See if this scenario sounds familiar:

This report shows visits are up year over year. Yea! Well done everyone, the markting budget is paying off! Let’s keep the momentum going and see if we can continue to drive even more visits to the site!


This report shows conversion rate is down year over year. Boo! What the heck is going on everyone! Let’s optimize our accounts, cut cost per acquisition in all channels and limit non-qualified visitors entering the site!


The truth lies when you look at conversion rate on top of visits. Obviously, if you’re spending more on reaching out to drive more visitors to the site, chances are they are new visitors and not very low in the conversion funnel, causing a drop in conversion rate.
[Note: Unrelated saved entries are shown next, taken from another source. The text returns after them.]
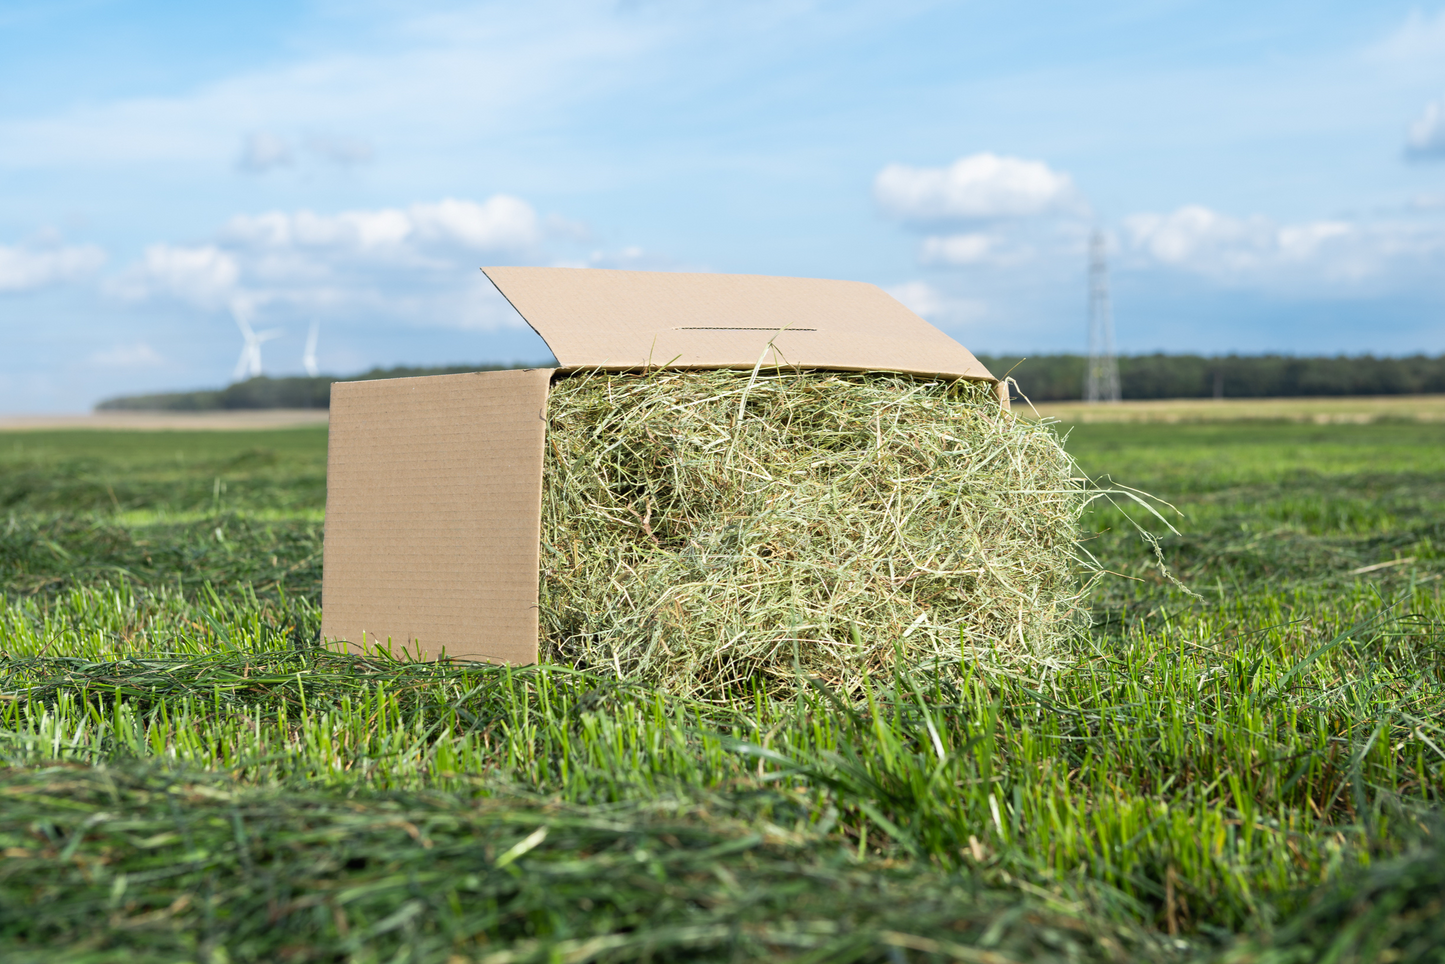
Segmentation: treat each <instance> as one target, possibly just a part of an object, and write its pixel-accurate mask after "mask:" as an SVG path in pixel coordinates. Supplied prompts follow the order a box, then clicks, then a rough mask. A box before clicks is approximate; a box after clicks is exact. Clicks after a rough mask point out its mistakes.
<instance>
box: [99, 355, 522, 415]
mask: <svg viewBox="0 0 1445 964" xmlns="http://www.w3.org/2000/svg"><path fill="white" fill-rule="evenodd" d="M535 367H539V366H538V364H523V363H516V364H454V366H442V367H436V369H419V367H406V366H397V367H394V369H371V370H370V371H363V373H361V374H350V376H335V374H318V376H292V377H285V379H272V377H267V376H264V374H262V376H257V377H254V379H247V380H246V382H237V383H234V384H228V386H225V387H224V389H198V390H195V392H160V393H156V395H124V396H120V397H116V399H105V400H104V402H101V403H100V405H97V406H95V409H97V410H103V412H221V410H227V409H325V408H331V383H332V382H366V380H370V379H409V377H413V376H419V374H461V373H464V371H503V370H507V369H535Z"/></svg>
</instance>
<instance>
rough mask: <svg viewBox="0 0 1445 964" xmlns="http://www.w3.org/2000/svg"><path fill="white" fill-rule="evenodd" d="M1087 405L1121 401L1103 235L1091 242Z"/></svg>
mask: <svg viewBox="0 0 1445 964" xmlns="http://www.w3.org/2000/svg"><path fill="white" fill-rule="evenodd" d="M1084 400H1085V402H1118V361H1117V360H1116V358H1114V315H1113V312H1111V311H1110V306H1108V251H1107V250H1105V247H1104V233H1103V231H1100V230H1098V228H1094V234H1092V236H1090V240H1088V376H1087V377H1085V380H1084Z"/></svg>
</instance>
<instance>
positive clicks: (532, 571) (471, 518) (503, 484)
mask: <svg viewBox="0 0 1445 964" xmlns="http://www.w3.org/2000/svg"><path fill="white" fill-rule="evenodd" d="M552 374H553V370H552V369H533V370H525V371H478V373H471V374H445V376H428V377H416V379H381V380H374V382H337V383H334V384H332V386H331V435H329V441H328V451H327V526H325V546H324V559H325V564H324V568H322V623H321V633H322V637H324V639H327V640H344V642H345V643H348V645H350V646H351V647H354V649H360V647H361V646H363V640H364V642H366V645H374V643H381V645H386V643H390V646H393V647H396V649H400V647H403V646H405V647H406V649H407V650H409V652H410V653H413V655H416V656H426V658H436V656H439V655H441V652H442V647H444V646H445V655H447V656H449V658H457V659H477V660H491V662H510V663H533V662H536V658H538V650H536V647H538V565H539V545H540V535H542V455H543V442H545V431H546V422H545V418H546V397H548V387H549V384H551V379H552Z"/></svg>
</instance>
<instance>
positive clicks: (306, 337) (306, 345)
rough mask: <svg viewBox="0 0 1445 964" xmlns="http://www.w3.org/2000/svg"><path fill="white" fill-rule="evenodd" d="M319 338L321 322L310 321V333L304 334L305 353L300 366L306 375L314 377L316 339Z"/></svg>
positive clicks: (302, 356)
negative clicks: (304, 341) (305, 347)
mask: <svg viewBox="0 0 1445 964" xmlns="http://www.w3.org/2000/svg"><path fill="white" fill-rule="evenodd" d="M319 337H321V322H319V321H312V322H311V331H309V332H308V334H306V351H305V353H302V356H301V364H302V367H303V369H306V374H309V376H311V377H314V379H315V377H316V371H318V370H319V369H316V338H319Z"/></svg>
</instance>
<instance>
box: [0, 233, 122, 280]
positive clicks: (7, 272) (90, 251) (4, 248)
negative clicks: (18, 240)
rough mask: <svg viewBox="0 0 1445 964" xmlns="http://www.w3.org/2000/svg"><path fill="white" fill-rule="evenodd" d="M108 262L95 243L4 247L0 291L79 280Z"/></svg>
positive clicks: (101, 251)
mask: <svg viewBox="0 0 1445 964" xmlns="http://www.w3.org/2000/svg"><path fill="white" fill-rule="evenodd" d="M104 263H105V251H103V250H101V249H100V247H97V246H94V244H75V246H68V247H40V249H33V247H23V246H19V247H6V246H3V244H0V292H6V291H29V289H32V288H43V286H46V285H55V283H59V282H72V280H78V279H81V277H84V276H87V275H90V273H92V272H95V270H97V269H100V266H101V264H104Z"/></svg>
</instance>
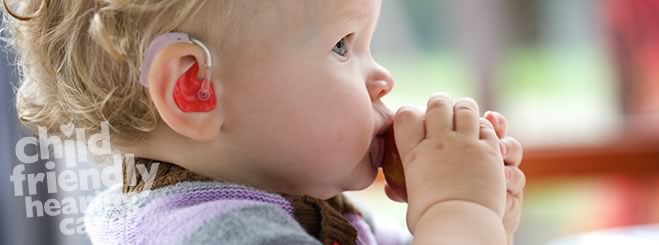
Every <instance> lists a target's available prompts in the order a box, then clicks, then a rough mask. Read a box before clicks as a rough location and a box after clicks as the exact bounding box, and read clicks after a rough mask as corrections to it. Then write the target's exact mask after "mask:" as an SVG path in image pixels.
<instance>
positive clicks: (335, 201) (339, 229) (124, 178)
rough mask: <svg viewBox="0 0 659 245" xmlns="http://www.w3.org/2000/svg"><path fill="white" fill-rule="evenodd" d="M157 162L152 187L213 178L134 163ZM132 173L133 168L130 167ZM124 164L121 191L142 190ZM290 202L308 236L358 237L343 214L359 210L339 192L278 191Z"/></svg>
mask: <svg viewBox="0 0 659 245" xmlns="http://www.w3.org/2000/svg"><path fill="white" fill-rule="evenodd" d="M154 163H158V164H159V165H158V171H157V174H156V179H155V180H154V181H153V183H152V188H151V189H153V190H155V189H159V188H163V187H166V186H170V185H174V184H176V183H180V182H186V181H215V180H213V179H210V178H206V177H203V176H200V175H197V174H195V173H192V172H190V171H188V170H186V169H184V168H181V167H179V166H176V165H174V164H171V163H166V162H160V161H156V160H151V159H144V158H136V159H135V164H134V165H133V166H138V165H140V164H143V165H144V166H145V167H146V168H147V169H151V164H154ZM132 171H133V173H135V171H136V169H133V170H132ZM127 173H130V171H127V168H126V164H124V165H123V175H124V178H123V179H124V183H123V192H124V193H128V192H141V191H143V190H144V188H145V184H146V183H145V181H144V179H142V178H141V176H139V175H137V176H135V178H136V180H137V181H136V182H134V183H133V185H131V183H129V180H130V178H127ZM279 194H280V195H281V196H283V197H284V198H286V199H287V200H288V201H289V202H290V203H291V205H292V206H293V211H294V217H295V219H296V221H297V222H298V223H299V224H300V225H301V226H302V227H303V228H304V230H305V231H306V232H307V233H308V234H309V235H311V236H313V237H315V238H316V239H318V240H319V241H321V242H322V243H323V244H327V245H335V244H340V245H352V244H355V242H356V241H357V230H356V229H355V228H354V227H353V226H352V225H351V224H350V222H349V221H348V220H347V219H346V218H345V216H344V215H346V214H357V215H361V214H360V213H359V211H358V210H357V209H356V208H355V207H354V206H353V205H352V204H351V203H350V202H349V201H348V200H347V198H345V197H344V196H343V195H342V194H341V195H338V196H335V197H333V198H330V199H328V200H321V199H318V198H314V197H310V196H306V195H305V196H297V195H288V194H283V193H279Z"/></svg>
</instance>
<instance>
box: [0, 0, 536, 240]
mask: <svg viewBox="0 0 659 245" xmlns="http://www.w3.org/2000/svg"><path fill="white" fill-rule="evenodd" d="M5 4H6V5H5V7H6V8H7V10H6V12H7V13H8V14H10V15H13V16H14V18H13V19H8V20H7V21H9V23H10V24H9V30H10V33H11V34H13V35H12V37H13V40H11V43H10V44H11V46H13V47H15V48H16V49H17V52H18V57H19V67H20V68H21V69H20V71H21V75H22V83H21V85H20V88H19V91H18V94H17V106H18V109H19V114H20V118H21V120H22V122H23V123H24V124H25V125H26V127H27V128H36V127H37V126H47V127H49V128H53V130H52V131H56V130H54V129H55V128H57V126H55V125H58V124H62V123H68V122H73V123H75V125H76V126H79V127H85V128H87V129H92V130H93V129H97V128H99V125H100V123H101V122H103V121H108V123H109V124H110V126H111V129H112V130H111V136H112V142H113V146H116V147H119V149H121V150H122V151H124V152H129V153H134V154H135V156H136V157H137V159H136V164H138V165H139V164H145V165H149V166H150V165H152V164H156V163H159V164H160V165H158V172H157V176H156V179H155V181H153V182H152V183H146V181H145V180H143V179H137V182H135V183H133V182H132V180H131V178H129V176H130V177H132V176H133V175H130V174H129V173H131V172H132V171H134V169H133V167H132V166H135V165H133V164H130V165H126V166H124V173H125V174H126V175H125V176H124V178H125V179H124V185H123V187H122V188H119V189H111V190H108V191H107V192H105V193H102V194H100V195H99V196H98V197H97V198H96V200H95V201H94V202H93V203H92V204H91V205H90V207H89V209H88V210H87V213H86V215H87V216H86V220H85V223H86V227H87V232H88V233H89V235H90V237H91V240H92V241H93V242H94V243H95V244H173V243H177V244H178V243H181V244H342V245H343V244H399V243H406V242H409V241H403V240H397V238H396V237H395V236H392V234H390V233H387V232H383V231H382V230H379V229H378V227H377V226H375V225H374V224H373V223H372V222H370V218H369V216H368V215H367V213H366V212H365V211H364V210H358V209H357V208H356V207H355V206H353V205H351V203H350V202H349V201H348V200H347V199H346V198H345V197H344V196H343V195H342V194H341V193H342V192H344V191H348V190H360V189H364V188H366V187H368V186H369V185H371V184H372V182H373V181H374V179H375V176H376V173H377V167H378V164H379V161H380V160H377V159H380V157H381V155H382V147H381V145H382V142H383V137H381V135H382V134H383V132H385V131H386V130H387V129H388V128H390V127H392V126H393V127H394V129H395V136H396V137H395V138H396V143H397V145H398V150H399V151H400V155H401V158H402V160H403V164H404V168H405V175H406V177H407V183H406V184H407V196H406V197H407V198H406V200H407V202H408V204H409V206H408V211H407V225H408V228H409V230H410V232H411V233H412V234H413V236H414V238H413V240H412V241H411V242H412V243H413V244H506V243H512V234H513V232H514V231H515V230H516V229H517V223H518V220H519V208H520V203H521V200H522V197H521V189H522V188H523V186H524V176H523V174H522V172H521V171H520V170H519V168H518V165H519V163H520V162H521V155H522V148H521V146H520V144H519V143H518V142H517V141H516V140H514V139H513V138H510V137H506V133H505V131H506V127H507V126H506V123H505V119H503V117H502V116H501V115H500V114H498V113H486V115H485V118H487V120H485V119H479V112H478V106H477V105H476V103H475V102H474V101H473V100H471V99H460V100H457V101H455V102H453V101H452V100H451V99H450V98H449V97H448V96H446V95H444V94H441V93H440V94H436V95H434V96H432V97H431V98H430V99H429V101H428V108H427V110H426V112H425V113H422V112H421V111H418V110H417V109H415V108H412V107H404V108H401V109H400V110H399V111H398V112H397V113H396V114H395V115H392V113H390V112H389V111H388V110H387V108H386V107H385V106H384V104H383V103H382V101H381V98H382V97H383V96H385V95H386V94H388V93H389V92H390V91H391V89H392V87H393V80H392V78H391V76H390V74H389V73H388V72H387V71H386V70H385V69H384V68H383V67H381V66H379V65H378V64H376V63H375V62H374V61H373V59H372V57H371V54H370V51H369V43H370V41H371V36H372V34H373V31H374V30H375V26H376V22H377V19H378V15H379V10H380V4H381V1H380V0H360V1H354V0H337V1H310V0H299V1H293V0H273V1H255V0H221V1H219V0H218V1H213V0H208V1H203V0H199V1H178V0H134V1H127V0H102V1H101V0H97V1H91V0H90V1H86V0H85V1H47V0H42V1H38V0H33V1H21V4H15V5H12V4H7V3H5ZM10 7H11V8H10ZM10 9H13V11H11V10H10ZM140 76H142V77H140ZM140 82H142V83H143V84H140ZM500 149H501V150H500ZM502 163H505V165H507V166H504V164H502ZM505 176H508V178H506V177H505ZM506 180H507V181H506ZM148 186H151V187H150V188H146V187H148ZM506 191H507V193H508V194H507V195H506ZM140 193H142V194H144V193H148V195H138V194H140ZM387 193H388V195H389V196H390V197H391V198H392V199H396V200H401V199H405V197H404V196H403V195H402V194H401V193H396V192H394V191H392V189H391V188H387ZM117 197H118V198H119V199H118V200H116V199H115V200H114V201H113V202H104V201H103V200H107V199H110V198H117ZM131 197H137V198H131Z"/></svg>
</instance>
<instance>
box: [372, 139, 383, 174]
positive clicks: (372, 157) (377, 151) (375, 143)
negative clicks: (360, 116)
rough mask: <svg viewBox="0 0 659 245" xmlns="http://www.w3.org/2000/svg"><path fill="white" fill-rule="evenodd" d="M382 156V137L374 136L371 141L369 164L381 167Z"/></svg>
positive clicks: (374, 165)
mask: <svg viewBox="0 0 659 245" xmlns="http://www.w3.org/2000/svg"><path fill="white" fill-rule="evenodd" d="M383 156H384V137H382V136H376V137H374V138H373V141H371V150H370V158H371V166H373V167H374V168H380V167H382V158H383Z"/></svg>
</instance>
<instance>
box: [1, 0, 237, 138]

Do you ask someone to marry you on the first date? No of course not, yet that is what too many companies expect when they pay to drive new traffic and expect them to purchase after their first interaction with the site.
What is a “good” conversion rate? Is less than 1% bad? Is greater than 7% amazing? Neither. It all depends on volume of traffic, average order value and margin. If you sell a product for $50 online, would you rather have a site that gets 100,000 daily visits and have a dismal looking conversion rate of .9%, or a site with an amazing conversion rate of 6% but gets 1,000 visits? Option one would be making $45,000 while option two makes only $3,000.
It gets dangerous when an organization has its mind set on a specific conversion rate and makes short term changes to maintain it – like managing their marketing channels so that only the most qualified and interested visitors come to the site. These visitors tend to be repeat customers already far down the conversion funnel – converting the converted. A healthy business will continue to invest in adding more new customers into top of the the bucket. If not, and the tyranny of maintaing conversion rate runs rampant, the amount of people leaking out the bottom of the bucket will exceed the amount going in the top. A target conversion rate should allow for a healthy amount of new visitors who are an investment in the long term. Today’s expensive, non-converting visitors are tomorrows cheap, high-converting visitors.